Difenin, 0.117 g, tablets, 20 pcs.
When used simultaneously with drugs that have a depressant effect on the central nervous system, the depressant effect on the central nervous system may be enhanced.
With the simultaneous use of amiodarone, antifungals (including amphotericin B, fluconazole, ketoconazole, miconazole, itraconazole), metronidazole, chloramphenicol, chlordiazepoxide, diazepam, dicumarol, histamine H1 receptor blockers, halothane, isoniazid, methylphenidate, omeprazole, fluoxet ina , estrogens, salicylates, succinimides, sulfinpyrazone, sulfonamides, tolbutamide, trazodone, it is possible to increase the concentration of phenytoin in the blood plasma, which leads to an increase in its therapeutic effect and increases the risk of side effects.
The therapeutic effect of antifungals, clozapine, GCS, dicumarol, digitoxin, doxycycline, furosemide, estrogens, oral contraceptives, quinidine, rifampicin, vitamin D changes with the simultaneous use of phenytoin.
When used simultaneously with phenothiazine derivatives (including chlorpromazine, prochlorperazine, thioridazine), phenobarbital, and antitumor agents, an increase or decrease in the concentration of phenytoin in the blood plasma is possible. The effect of phenytoin on plasma concentrations of phenobarbital is unpredictable.
When used simultaneously with acetazolamide, osteomalacia and rickets are possible.
When used simultaneously with acyclovir, it is possible to reduce the concentration of phenytoin in the blood plasma and reduce its effectiveness.
With simultaneous use of valproic acid during the first few weeks, the total concentration of phenytoin in the blood plasma may decrease due to its displacement from sites of binding to plasma proteins by sodium valproate, induction of microsomal liver enzymes and acceleration of phenytoin metabolism. Next, the metabolism of phenytoin is inhibited by valproate and, as a result, the concentration of phenytoin in the blood plasma increases. Phenytoin reduces plasma concentrations of valproate, probably by increasing its metabolism in the liver. It is believed that phenytoin, as an inducer of liver enzymes, also increases the formation of a minor but hepatotoxic metabolite of valproic acid.
With simultaneous use, the plasma concentrations of verapamil, nimodipine, and felodipine decrease.
A case has been described of an increase in the concentration of phenytoin in the blood plasma and the development of toxic effects when used simultaneously with gabapentin.

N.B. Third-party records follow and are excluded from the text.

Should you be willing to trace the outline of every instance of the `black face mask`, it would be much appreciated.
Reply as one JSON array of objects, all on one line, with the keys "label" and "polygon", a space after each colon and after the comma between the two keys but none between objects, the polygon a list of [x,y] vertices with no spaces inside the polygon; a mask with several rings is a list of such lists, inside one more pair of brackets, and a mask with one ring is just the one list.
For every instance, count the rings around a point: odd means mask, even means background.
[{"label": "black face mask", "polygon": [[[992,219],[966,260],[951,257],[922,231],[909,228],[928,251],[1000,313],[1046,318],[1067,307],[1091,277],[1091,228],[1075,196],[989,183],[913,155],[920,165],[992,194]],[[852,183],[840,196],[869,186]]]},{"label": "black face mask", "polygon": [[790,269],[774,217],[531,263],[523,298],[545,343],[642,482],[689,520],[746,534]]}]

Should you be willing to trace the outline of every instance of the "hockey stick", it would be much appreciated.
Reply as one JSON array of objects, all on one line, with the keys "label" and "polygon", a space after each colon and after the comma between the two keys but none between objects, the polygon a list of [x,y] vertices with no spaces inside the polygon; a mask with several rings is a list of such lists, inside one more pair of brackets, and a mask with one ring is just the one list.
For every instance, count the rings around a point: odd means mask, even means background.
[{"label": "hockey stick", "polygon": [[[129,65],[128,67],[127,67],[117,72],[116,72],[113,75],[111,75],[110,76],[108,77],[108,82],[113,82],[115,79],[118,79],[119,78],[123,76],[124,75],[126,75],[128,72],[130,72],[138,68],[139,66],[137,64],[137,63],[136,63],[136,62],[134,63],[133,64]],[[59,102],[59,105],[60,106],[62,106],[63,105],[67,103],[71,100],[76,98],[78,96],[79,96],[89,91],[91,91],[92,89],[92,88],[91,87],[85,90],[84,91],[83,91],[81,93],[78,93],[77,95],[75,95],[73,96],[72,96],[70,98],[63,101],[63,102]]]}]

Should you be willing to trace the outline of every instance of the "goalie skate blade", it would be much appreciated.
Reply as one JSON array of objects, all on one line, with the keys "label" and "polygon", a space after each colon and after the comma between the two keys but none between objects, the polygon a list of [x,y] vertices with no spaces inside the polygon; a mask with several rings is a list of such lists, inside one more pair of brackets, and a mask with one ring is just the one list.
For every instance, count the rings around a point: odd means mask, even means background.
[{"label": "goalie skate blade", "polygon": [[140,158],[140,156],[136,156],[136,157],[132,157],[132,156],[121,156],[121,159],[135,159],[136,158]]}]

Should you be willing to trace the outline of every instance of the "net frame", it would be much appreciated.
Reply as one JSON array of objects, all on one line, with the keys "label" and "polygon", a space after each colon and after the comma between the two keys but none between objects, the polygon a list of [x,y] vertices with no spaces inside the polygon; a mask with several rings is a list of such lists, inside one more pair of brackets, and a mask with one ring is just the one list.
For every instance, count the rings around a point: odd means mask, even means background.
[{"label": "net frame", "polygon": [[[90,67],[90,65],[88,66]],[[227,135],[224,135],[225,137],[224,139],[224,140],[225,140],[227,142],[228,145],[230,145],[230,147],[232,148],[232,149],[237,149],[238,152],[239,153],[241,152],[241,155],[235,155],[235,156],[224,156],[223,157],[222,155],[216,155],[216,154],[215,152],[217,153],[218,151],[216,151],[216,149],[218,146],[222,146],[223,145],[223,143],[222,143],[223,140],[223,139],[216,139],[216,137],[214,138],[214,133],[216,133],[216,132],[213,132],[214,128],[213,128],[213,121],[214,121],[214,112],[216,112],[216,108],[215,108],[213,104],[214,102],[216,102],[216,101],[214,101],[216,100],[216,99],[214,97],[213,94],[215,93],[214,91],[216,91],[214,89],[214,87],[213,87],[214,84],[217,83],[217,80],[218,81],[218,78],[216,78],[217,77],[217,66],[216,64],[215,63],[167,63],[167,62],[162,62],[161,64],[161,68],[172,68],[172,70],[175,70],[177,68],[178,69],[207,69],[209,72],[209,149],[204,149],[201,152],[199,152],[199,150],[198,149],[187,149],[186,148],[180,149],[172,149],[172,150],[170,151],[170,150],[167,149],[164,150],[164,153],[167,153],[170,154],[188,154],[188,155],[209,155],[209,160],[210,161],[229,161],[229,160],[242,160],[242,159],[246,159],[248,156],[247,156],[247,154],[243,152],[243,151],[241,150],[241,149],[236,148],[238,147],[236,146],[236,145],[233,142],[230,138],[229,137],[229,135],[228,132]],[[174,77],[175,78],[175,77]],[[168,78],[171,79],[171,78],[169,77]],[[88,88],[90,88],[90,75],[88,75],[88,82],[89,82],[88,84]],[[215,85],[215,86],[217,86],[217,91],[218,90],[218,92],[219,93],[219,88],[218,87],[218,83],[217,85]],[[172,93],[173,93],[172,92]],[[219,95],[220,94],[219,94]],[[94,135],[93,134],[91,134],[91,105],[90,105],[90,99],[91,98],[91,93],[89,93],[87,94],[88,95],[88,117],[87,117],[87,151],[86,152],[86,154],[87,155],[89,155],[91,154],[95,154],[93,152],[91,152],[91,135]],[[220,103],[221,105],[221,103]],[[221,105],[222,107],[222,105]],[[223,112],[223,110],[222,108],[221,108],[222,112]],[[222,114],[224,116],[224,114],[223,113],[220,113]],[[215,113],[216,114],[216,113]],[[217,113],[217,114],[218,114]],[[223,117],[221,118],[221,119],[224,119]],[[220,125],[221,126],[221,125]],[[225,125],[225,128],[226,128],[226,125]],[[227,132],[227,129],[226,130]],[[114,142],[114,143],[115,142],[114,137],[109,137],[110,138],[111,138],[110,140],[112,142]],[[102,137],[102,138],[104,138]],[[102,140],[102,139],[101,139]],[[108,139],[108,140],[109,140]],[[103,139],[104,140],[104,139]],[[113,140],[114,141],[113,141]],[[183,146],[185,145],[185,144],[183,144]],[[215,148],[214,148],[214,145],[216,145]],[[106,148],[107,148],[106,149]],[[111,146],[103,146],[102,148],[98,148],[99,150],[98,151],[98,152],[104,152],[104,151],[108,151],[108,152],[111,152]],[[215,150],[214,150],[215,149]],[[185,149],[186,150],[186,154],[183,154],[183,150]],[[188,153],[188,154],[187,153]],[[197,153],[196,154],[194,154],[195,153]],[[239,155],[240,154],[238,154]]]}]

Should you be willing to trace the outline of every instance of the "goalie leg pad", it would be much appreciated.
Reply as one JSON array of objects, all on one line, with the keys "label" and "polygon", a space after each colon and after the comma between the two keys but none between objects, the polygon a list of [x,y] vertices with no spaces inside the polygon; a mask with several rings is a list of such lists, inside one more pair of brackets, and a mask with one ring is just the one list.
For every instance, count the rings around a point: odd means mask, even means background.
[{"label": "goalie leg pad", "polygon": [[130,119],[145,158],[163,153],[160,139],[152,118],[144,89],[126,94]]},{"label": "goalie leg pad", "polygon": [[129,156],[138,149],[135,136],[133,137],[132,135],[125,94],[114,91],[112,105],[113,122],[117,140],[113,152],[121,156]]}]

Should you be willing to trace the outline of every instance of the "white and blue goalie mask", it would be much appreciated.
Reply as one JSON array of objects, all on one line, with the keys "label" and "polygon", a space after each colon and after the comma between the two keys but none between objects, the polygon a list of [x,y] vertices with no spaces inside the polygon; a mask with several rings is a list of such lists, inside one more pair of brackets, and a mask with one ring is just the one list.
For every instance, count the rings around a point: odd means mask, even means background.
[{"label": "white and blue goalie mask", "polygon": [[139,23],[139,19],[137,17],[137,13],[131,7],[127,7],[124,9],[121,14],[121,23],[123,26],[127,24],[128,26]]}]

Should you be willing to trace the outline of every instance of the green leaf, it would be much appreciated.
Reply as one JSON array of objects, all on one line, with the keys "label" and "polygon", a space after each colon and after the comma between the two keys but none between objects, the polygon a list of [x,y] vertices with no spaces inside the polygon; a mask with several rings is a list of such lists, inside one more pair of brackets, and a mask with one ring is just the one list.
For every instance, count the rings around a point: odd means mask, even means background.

With simultaneous use, a decrease in the concentration of desipramine in the blood plasma is possible.
When used simultaneously with diltiazem and nifedipine, it is possible to increase the concentration of phenytoin in the blood plasma and create a risk of developing toxic effects.
When used simultaneously with disulfiram, it is possible to increase the concentration of phenytoin in the blood plasma with the development of toxic reactions; with imipramine, clarithromycin - it is possible to increase the concentration of phenytoin in the blood plasma.
When used simultaneously with carbamazepine, folic acid, reserpine, sucralfate, vigabatrin, the concentration of phenytoin in the blood plasma may decrease and its therapeutic effect may decrease.
In patients receiving phenytoin, the effectiveness of paracetamol may be reduced.
When taking pyridoxine at a dose of 200 mg/day, a decrease in the concentration of phenytoin in the blood plasma is possible.
When used simultaneously with ritonavir, there are reports of increased plasma concentrations of phenytoin. It is believed that interaction is possible, but its nature has not been definitively established.
When used simultaneously with sucralfate, the absorption of phenytoin is reduced.
When used simultaneously with theophylline, it is possible to reduce the plasma concentrations of phenytoin and theophylline and reduce their effectiveness.
When used simultaneously with felbamate, it is possible to increase the concentration of phenytoin in the blood plasma.
When used simultaneously with phenylbutazone, cases of increased concentrations of phenytoin in the blood plasma with the development of toxic reactions have been described.
When treating folic acid deficiency, the use of folic acid preparations reduces the effectiveness of phenytoin.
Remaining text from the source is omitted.